Malgré les allusions à l'étoile jaune avec les brassards des eldiens, le manga L'Attaque des Titans ne dénonce pas le nazisme, il en fait l'apologie.
Le manga célèbre un héros qui est un mélangez des identités allemande et japonaise, île des eldiens et noms à consonance germanique dans des villes germaniques, on a une alliance avec un pays équivalent du Japon et une héroïne amoureuse du héros porteuse de cette origine asiatique. Or, le manga se termine par une extermination de l'humanité en tant que différente des eldiens, et c'ezst bien d'un meurtre racial dont il est question, puisque les eldiens ennemis à la solde de Mahr et responsables du carnage en début de manga sont eux épargnés et pardonnés. Eren considère que pour régler le problème il suffit de tuer tous les humains qui n'ont pas les pouvoirs particuliers des eldiens, race supérieure en potentiel par ses pouvoirs qui plus est.
A la fin du manga, il n'y a aucune dénonciation du nazisme. Les pesonnages comme Armin et Mikasa célèbrent la réussite du plan d'Eren, célèbrent le monde qu'il leur a laissé, en se contrefichant des morts, en se contrefichant également de la mort de Hanzi au passage, elle n'a pas compté pour Eren Jaeger. On apprend que les héros ont fait semblant de poursuivre Eren pour se donner bonne conscience, mais finalement avant un lavage de cerveau ils avaient consenti et ils consentent après coup.
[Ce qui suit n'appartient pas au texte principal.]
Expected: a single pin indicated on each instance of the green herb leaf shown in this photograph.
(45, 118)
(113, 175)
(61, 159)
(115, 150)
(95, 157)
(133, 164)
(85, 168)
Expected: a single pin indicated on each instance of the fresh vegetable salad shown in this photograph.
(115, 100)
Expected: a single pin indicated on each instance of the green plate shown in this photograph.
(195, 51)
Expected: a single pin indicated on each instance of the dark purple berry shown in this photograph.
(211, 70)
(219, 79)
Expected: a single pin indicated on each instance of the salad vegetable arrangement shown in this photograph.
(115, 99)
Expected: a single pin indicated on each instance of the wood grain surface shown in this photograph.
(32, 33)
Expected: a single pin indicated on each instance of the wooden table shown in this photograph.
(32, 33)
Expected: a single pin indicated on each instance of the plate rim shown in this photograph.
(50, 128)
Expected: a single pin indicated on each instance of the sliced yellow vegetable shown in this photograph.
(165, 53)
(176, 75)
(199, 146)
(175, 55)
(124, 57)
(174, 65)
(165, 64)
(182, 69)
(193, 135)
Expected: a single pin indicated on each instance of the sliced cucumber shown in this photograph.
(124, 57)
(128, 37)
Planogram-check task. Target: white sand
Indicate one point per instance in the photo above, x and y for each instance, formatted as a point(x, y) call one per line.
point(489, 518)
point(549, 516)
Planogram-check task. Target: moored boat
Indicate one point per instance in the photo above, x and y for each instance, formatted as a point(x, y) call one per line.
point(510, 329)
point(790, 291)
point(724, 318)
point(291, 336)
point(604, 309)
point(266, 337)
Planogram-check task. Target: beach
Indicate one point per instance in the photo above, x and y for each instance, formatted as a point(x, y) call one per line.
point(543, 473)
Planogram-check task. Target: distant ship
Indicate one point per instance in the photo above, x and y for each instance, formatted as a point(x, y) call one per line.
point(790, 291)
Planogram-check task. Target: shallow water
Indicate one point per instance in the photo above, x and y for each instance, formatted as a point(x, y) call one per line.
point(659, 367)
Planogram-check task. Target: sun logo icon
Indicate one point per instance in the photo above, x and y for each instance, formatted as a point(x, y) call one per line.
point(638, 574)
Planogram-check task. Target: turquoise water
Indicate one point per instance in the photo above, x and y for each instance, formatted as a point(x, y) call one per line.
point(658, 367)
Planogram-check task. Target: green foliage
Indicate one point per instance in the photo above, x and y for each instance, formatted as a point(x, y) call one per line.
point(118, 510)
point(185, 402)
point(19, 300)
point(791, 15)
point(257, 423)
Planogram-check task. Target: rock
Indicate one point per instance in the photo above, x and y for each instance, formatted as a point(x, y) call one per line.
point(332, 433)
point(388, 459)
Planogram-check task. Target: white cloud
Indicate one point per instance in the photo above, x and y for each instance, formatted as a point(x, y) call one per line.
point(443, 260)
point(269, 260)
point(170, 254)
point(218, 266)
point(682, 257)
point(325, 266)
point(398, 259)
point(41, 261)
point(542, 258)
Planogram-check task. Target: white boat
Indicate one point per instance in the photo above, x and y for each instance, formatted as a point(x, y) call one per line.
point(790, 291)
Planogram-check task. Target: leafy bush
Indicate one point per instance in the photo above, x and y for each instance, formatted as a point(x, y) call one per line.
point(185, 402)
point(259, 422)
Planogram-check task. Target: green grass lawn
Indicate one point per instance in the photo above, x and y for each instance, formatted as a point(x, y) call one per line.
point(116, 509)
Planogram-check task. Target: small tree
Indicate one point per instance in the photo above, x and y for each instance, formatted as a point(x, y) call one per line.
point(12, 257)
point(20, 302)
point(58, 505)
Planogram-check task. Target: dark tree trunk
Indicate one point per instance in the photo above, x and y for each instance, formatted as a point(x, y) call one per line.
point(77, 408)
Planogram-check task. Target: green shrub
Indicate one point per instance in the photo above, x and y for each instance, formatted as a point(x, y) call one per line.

La fin est explicitement nazie. Il suffit de tuer la partie étrangère de l'humanité et le problème est réglé. Il suffit de génocider les indiens d'Amérique et les Etats-Unis sont tranquilles, Eren c'est la célébration de "Mein kampf", c'est explicitement dit, et ce n'est pas l'hypocrisie de scènes larmoyantes, de remords d'imposteur qui change quoi que ce soit à la nature nazie des actes d'Eren et comme le récit épousant la joie des copains d'Eren ne dénonce pas Eren mais l'approuve, le manga est nazi. Point barre !
Il y a un moment où il faut dire les choses !
Par ailleurs, la fin du manga est très pauvre, le dernier tiers est bâclé et n'a pas d'intérêt, une course poursuite sur plusieurs chapitres, alors que scénaristiquement il n'y a plus qu'à orchestrer la rencontre d'Eren et des autres, les scènes sont accessoires.
Le scénario est finalement révélé bancal comme pas permis par cette fin ratée. Et la profondeur philosophique que les fans prétendaient y trouver dix ans, elle tombe bien bas, elle tombe directement dans Mein kampf.
On rappellera que le manga joue sur une variation des scénarios apocalyptiques du genre des robots géants, sauf que les robots sont des titans décharnés. On émettra aussi d'importantes réserves sur les révélations surprises.
Le titan féminin dès qu'il apparaît on sait qui c'est, et quand on sait qu'il y a d'autres infiltrés pour expliquer les autres titans un peu à part il faut peut-être arrêter de trouver scotchante la scène de Reinert et son comparse qui disent cash qui ils sont à Eren sur le mur.
Ce qui a fait le charme de L'Attaque des Titans, même si on peut discuter certains aspects exagéré des premiers épisodes, c'est ce rapport tragique implacable et l'atrocité rapide de la mort qui s'abat sur un monde humain fermé. C'est le fait pendant un certain nombre d'épisodes de miner l'espoir, de voir tous les héros mourir jusqu'à ce qu'on ait l'impression que le héros principal meure lui-même dans une histoire qui n'a pas encore pleinement démarré.
Une fois la révélation qu'il a le pouvoir en lui d'un titan, le scénario a vite refroidi une partie du public. On perdait ce régime de désespoir et le mystère des titans implacables. On entrait dans un récit shônen plus bon teint, avec d'ailleurs moins de morts petit à petit, même si ça reste très présent dans la course avec le titan féminin qui a de l'intérêt pour son climat oppressant.
On a sans arrêt des anomalies scénaristiques de shônen. Eren est faible, mais dans les dix premiers de la formation, Armin aussi et on va nous sortir grâce aux épreuves intellectuelles, et vas-y que la fragile Crista est aussi dans les dix premières.
Il y a une survalorisation anormale de la construction du scénario dans la communauté des fans du manga. Et il faut rappeler qu'il reprend son système de révélation à un film américain, village isolé sur lui-même qui découvre qu'il y a un monde extérieur avec des humains.
On ne pouvait pas pleinement prévoir la fin moralement répréhensible ou si on s'y attendait on s'imaginait quand même que le récit transpirerait le dégoût, ce n'est pas le cas, et je me demande comment ce manga parvient à échapper à la justice, ça me dépasse.